General Surgery Coding Alert

Reader Question:

Starred I&D Procedure and E/M

Question: If I use procedure code 10060* (incision and drainage of abscess [e.g., carbuncle, suppurative hidradenitis, cutaneous or subcutaneous abscess, cyst, furuncle, or paronychia]; simple or single), can I bill Medicare for an office visit too if they are both performed on the same day?

Noelle Wikon
Office of Peter Korda, MD, Rochester, MI

Answer: Code 10060 is a starred (*) procedure, which the CPT book defines as a relatively small surgical service involving a readily identifiable surgical procedure but variable preoperative and postoperative services, including I&D of an abscess. However, the guidelines CPT set up for starred proceduresspecifically the use of code 99025 (initial [new patient] visit when starred (*) surgical procedure constitutes major service at that visit)are not observed by most carriers and have fallen into disuse. These procedures are coded much the same as similar, unstarred procedures, according to Arlene Morrow, CPC, CMM, a coding and reimbursement specialist in Tampa, FL.

Morrow says that if a Medicare patient receives I&D of an abscess (10060), but the physician has to deal with something in addition to the I&D (if it involved a second diagnosis), you can bill the office visit and the procedure, attaching modifier -25 (significant, separately identifiable evaluation and management service by the same physician on the same day of the procedure or other service) to the appropriate E/M code.

She notes that since April 1999, Medicares National Correct Coding Initiative has bundled E/M services with small procedures like these, so any E/M performed that resulted in the decision to perform the surgery may not be billable. Commercial carriers will pay for the E/M, however, if the exam prompted the procedure.

Morrow notes that many of the new software programs allow coders to add comments to the HCFA 1500 claim form and says that in many instances claims are being paid if the comments note that the visit led to the decision to perform the procedure. She recommends including documentation of the visit as well as separate documentation of the procedure, which should be on a separate page called Procedure Note.

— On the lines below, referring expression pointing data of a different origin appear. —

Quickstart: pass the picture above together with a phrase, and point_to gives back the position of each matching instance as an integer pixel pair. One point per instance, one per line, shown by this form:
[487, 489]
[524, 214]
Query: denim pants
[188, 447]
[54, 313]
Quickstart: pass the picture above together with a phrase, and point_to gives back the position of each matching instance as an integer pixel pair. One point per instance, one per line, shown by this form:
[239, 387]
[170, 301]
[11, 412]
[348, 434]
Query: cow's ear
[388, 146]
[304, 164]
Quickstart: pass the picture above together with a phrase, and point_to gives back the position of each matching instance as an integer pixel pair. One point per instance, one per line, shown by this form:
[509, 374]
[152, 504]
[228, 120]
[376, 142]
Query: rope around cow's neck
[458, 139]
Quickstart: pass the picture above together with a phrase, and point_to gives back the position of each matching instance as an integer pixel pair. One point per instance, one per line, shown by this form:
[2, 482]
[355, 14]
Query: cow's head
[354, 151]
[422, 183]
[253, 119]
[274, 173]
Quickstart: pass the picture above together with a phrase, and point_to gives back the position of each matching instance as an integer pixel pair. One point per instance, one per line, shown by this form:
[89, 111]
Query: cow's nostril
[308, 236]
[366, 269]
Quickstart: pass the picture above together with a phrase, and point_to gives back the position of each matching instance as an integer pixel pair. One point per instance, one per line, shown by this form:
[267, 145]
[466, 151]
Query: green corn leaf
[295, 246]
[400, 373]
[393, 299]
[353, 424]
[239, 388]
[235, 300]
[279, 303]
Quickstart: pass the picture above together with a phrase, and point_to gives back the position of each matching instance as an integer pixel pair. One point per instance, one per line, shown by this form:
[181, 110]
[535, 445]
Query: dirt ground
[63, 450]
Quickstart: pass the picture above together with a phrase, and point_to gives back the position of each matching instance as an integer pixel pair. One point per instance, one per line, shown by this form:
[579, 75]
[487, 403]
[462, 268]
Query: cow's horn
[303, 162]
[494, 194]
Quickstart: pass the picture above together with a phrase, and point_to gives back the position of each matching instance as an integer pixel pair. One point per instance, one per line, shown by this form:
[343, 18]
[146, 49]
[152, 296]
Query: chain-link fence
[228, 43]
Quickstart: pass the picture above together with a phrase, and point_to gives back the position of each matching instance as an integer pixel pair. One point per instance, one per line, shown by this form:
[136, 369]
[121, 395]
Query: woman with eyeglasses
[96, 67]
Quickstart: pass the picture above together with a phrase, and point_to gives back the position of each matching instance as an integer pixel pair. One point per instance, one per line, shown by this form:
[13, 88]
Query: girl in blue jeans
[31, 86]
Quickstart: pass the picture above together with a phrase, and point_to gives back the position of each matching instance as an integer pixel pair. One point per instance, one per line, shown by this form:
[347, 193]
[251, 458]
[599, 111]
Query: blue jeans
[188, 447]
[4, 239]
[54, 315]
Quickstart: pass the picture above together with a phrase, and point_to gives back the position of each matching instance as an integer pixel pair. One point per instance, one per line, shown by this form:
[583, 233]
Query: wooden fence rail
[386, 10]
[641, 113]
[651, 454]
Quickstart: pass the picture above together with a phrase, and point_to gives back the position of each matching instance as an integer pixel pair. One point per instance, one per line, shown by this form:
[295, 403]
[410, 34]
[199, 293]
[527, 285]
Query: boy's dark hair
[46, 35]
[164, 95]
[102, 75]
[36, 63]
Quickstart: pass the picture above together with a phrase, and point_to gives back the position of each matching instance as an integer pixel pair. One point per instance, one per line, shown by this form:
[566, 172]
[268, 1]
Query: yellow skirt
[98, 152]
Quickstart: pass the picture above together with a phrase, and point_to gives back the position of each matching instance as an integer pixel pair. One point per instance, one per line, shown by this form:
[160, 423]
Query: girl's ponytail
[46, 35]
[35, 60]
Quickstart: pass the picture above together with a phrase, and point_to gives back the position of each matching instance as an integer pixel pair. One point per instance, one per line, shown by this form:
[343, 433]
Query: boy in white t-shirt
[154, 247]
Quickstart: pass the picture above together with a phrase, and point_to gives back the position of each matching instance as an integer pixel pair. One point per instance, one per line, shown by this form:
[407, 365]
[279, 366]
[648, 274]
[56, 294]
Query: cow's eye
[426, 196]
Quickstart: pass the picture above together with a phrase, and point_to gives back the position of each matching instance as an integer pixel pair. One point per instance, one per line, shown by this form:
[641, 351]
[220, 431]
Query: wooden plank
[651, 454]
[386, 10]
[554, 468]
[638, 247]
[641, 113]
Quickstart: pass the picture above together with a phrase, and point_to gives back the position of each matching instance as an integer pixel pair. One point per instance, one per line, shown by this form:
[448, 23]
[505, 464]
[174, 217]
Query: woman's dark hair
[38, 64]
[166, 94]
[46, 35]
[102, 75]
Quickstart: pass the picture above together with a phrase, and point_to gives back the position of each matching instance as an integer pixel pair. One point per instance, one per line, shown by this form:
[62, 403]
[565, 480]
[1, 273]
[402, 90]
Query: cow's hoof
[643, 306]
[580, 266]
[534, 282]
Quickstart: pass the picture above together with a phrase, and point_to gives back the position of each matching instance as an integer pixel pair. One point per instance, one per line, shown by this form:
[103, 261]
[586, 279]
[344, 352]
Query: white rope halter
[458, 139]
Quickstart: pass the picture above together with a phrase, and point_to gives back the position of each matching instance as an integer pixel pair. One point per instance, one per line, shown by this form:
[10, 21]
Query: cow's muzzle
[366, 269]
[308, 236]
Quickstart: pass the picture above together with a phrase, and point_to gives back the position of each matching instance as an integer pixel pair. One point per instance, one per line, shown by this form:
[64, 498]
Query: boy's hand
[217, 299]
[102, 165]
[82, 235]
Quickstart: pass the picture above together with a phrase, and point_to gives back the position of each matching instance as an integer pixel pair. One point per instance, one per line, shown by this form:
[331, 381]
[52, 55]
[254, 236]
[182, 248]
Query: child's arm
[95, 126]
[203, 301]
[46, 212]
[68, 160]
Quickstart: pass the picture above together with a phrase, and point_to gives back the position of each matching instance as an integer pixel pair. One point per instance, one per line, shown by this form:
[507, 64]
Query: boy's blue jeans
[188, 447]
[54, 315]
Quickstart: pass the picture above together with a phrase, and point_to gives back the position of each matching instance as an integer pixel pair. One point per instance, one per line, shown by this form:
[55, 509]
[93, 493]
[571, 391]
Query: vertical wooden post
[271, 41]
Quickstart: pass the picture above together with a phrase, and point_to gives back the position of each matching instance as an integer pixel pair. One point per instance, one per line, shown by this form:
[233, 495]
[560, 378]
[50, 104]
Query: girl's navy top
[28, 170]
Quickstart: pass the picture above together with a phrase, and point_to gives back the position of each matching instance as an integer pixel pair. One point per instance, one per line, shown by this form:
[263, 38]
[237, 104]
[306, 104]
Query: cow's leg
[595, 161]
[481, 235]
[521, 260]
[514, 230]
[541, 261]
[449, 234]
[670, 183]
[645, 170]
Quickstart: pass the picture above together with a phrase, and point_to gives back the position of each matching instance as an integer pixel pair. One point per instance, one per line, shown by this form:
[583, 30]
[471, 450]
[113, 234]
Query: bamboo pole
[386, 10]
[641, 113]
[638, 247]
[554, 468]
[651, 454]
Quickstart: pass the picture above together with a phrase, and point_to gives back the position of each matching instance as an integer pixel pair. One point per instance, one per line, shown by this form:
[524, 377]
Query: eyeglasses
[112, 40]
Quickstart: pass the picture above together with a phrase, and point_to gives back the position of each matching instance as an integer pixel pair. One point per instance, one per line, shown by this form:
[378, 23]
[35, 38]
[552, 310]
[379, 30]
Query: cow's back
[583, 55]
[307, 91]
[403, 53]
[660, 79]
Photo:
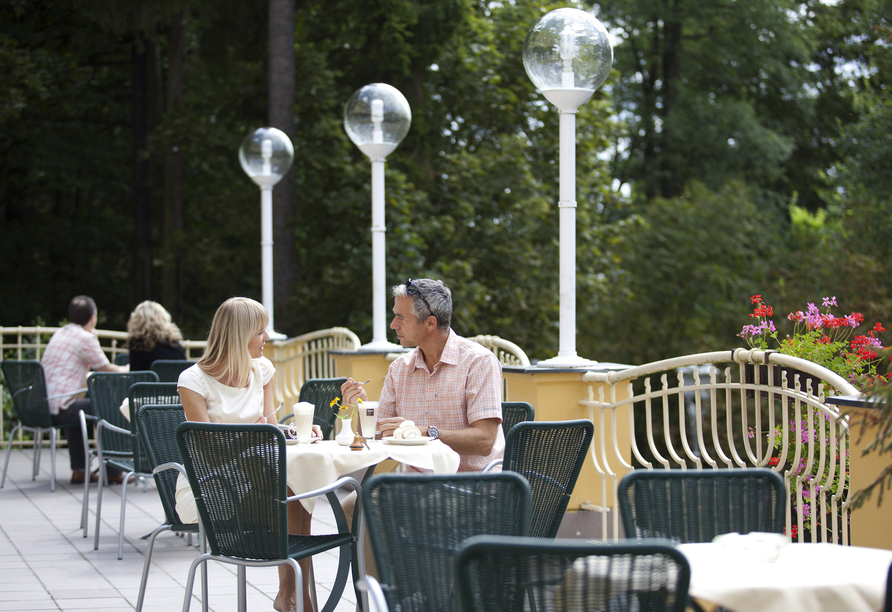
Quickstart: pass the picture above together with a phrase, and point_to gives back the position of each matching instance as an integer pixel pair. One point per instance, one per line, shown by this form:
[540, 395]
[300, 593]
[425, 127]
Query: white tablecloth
[312, 466]
[804, 578]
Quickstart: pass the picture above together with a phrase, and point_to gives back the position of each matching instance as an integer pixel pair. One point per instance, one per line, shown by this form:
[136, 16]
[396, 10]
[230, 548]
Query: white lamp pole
[376, 119]
[266, 156]
[567, 55]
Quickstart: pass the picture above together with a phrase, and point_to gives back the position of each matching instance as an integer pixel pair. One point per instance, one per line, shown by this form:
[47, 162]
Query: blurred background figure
[153, 335]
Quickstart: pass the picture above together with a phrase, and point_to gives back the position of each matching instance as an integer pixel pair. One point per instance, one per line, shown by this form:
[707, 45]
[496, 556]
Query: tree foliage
[736, 148]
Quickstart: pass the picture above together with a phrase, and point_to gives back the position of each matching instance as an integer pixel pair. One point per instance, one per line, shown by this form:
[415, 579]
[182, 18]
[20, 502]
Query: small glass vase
[345, 433]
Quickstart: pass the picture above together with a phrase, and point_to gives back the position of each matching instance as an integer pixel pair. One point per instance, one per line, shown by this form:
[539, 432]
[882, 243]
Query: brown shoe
[77, 477]
[116, 478]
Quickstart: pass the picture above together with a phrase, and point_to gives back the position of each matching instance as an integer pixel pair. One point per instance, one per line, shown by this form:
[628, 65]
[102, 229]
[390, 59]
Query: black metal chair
[417, 522]
[697, 505]
[237, 474]
[168, 370]
[549, 454]
[514, 413]
[320, 392]
[26, 383]
[108, 390]
[120, 446]
[157, 426]
[502, 574]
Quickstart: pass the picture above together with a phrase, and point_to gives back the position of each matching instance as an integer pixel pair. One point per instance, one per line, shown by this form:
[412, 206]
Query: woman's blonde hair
[150, 324]
[227, 357]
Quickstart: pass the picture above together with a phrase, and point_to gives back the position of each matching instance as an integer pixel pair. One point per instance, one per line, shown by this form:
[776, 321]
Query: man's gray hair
[437, 295]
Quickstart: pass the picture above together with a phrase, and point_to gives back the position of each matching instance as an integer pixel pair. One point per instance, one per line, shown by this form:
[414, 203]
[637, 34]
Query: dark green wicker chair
[26, 384]
[514, 413]
[157, 426]
[507, 574]
[108, 390]
[127, 454]
[168, 370]
[237, 473]
[417, 522]
[549, 454]
[697, 505]
[320, 392]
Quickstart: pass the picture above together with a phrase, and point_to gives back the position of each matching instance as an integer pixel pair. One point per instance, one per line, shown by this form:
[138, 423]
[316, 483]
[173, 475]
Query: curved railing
[730, 409]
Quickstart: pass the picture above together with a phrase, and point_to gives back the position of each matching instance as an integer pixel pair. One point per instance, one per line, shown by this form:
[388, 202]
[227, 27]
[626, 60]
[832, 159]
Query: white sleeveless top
[225, 405]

Of course, if the procedure was preplanned and the physician performs minimal E/M, it should not be billed.

Code 10060 has a 10-day global period, so any pre- and postoperative care can be billed. Further, no other procedures are bundled into these codes. So if your physician performs multiple starred procedures, generally you can bill for all of them. These procedures are frequently bundled into major surgeries, so check the NCCI before billing a starred service in those circumstances.